First, I want you to think about your soul — the value of it, and its eternal destiny somewhere. The Christian life is not a game; it is serious business, and it requires true dedication. There is nothing evil about “fun,” but we must be certain we are wholesome. If one is old enough to be a Christian, he is old enough to be lost.
How does one define a “friend”? Is a friend one who drags you down to lower levels of spirituality? Can we not recall the words of God’s apostle, “Be not deceived: Evil companionships corrupt good morals” (1Cor 15:33)? Have you ever heard that old saying, “a person is known by the friends he keeps”? Jesus Christ was a “friend of sinners,” but he instructed them to abandon their sins; he was not an enabler.
Accountability has to do with how one’s life is judged, as compared with his responsibility. We are accountable to God foremost (Rom 14:12). Do we live, look, and listen so as to please Him? That is not always a matter of easy focus, but at times we cannot but know we’ve gone way over the line. When that is the case, we must turn back to the Lord before “hardness” sets in, and we cease to even care.
We have accountability with reference to our friends. What do you do when you know a “friend” is immoral in words and deeds? Do you simply let him go — with no word of concern for his soul, or with a kindly rebuke for his wretchedness (see Gal 6:1)?

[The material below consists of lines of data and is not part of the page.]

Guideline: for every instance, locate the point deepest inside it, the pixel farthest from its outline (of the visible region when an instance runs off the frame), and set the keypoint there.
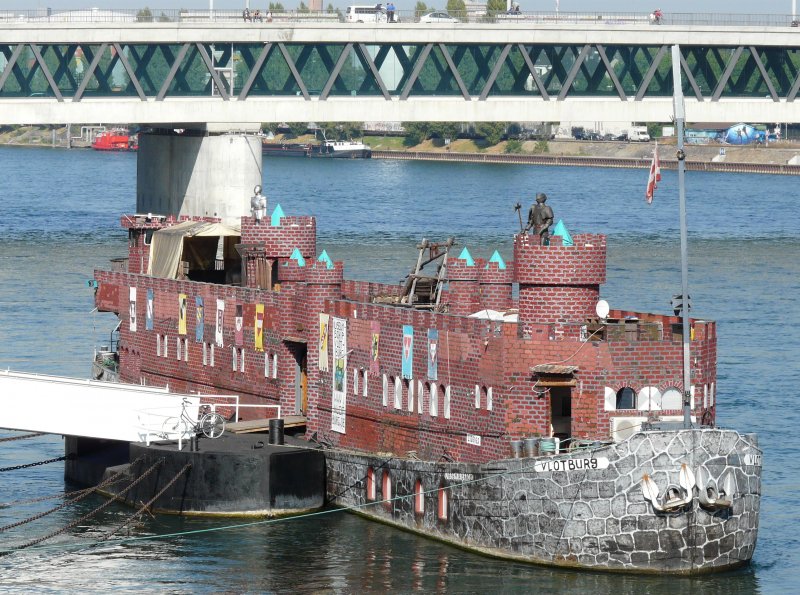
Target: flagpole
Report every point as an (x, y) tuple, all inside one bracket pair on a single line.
[(680, 120)]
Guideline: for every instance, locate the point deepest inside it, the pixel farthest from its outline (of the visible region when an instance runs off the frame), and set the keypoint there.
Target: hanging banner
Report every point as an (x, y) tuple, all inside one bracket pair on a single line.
[(148, 317), (182, 308), (338, 400), (220, 323), (239, 332), (259, 332), (200, 319), (408, 350), (433, 353), (132, 310), (374, 363), (324, 327)]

You have accountability to your parents. Can one continue to fraternize with egregiously worldly people, knowing very well that your godly parents would not approve? Would you encourage mom or dad to visit your web page, read your messages, along with those you have classified as your “friends”? If not, why? And why have some, whose web pages have been an “open book” to the entire on-line world, now suddenly have gone “private”? Clearly it is not the world from whose eyes they would escape; it is from Christians who love their souls and are concerned for their welfare. What is wrong with this “picture”?
There is accountability to your congregation’s elders. They must give account for the souls under their oversight. When one knows that members of the flock are deeply involved in sin, your elders must be apprised of such. They cannot address problems of which they have no knowledge. You must help them; such is not being a “snitch”; it is a matter of love.
Further, ministers of Christ are obligated to reprove, rebuke, and exhort their brothers and sisters in God’s family — young or old. The gospel preacher will not permit himself the luxury of being a “pal” to the sinful at the expense of his own soul. God will hold us accountable if we do not warn the erring of their error. The faithful servant of Christ does not want “blood” of others upon his hands (Eze 33:7-9).
Finally, with deepest respect, may I suggest this to parents: you might wish to give consideration as to whether or not you want your child even to be on the MySpace site — as innocent as their communications may be. There are other, safer ways for youngsters to communicate with one another, rather than being only a “click” or two away from a highway of gross corruption.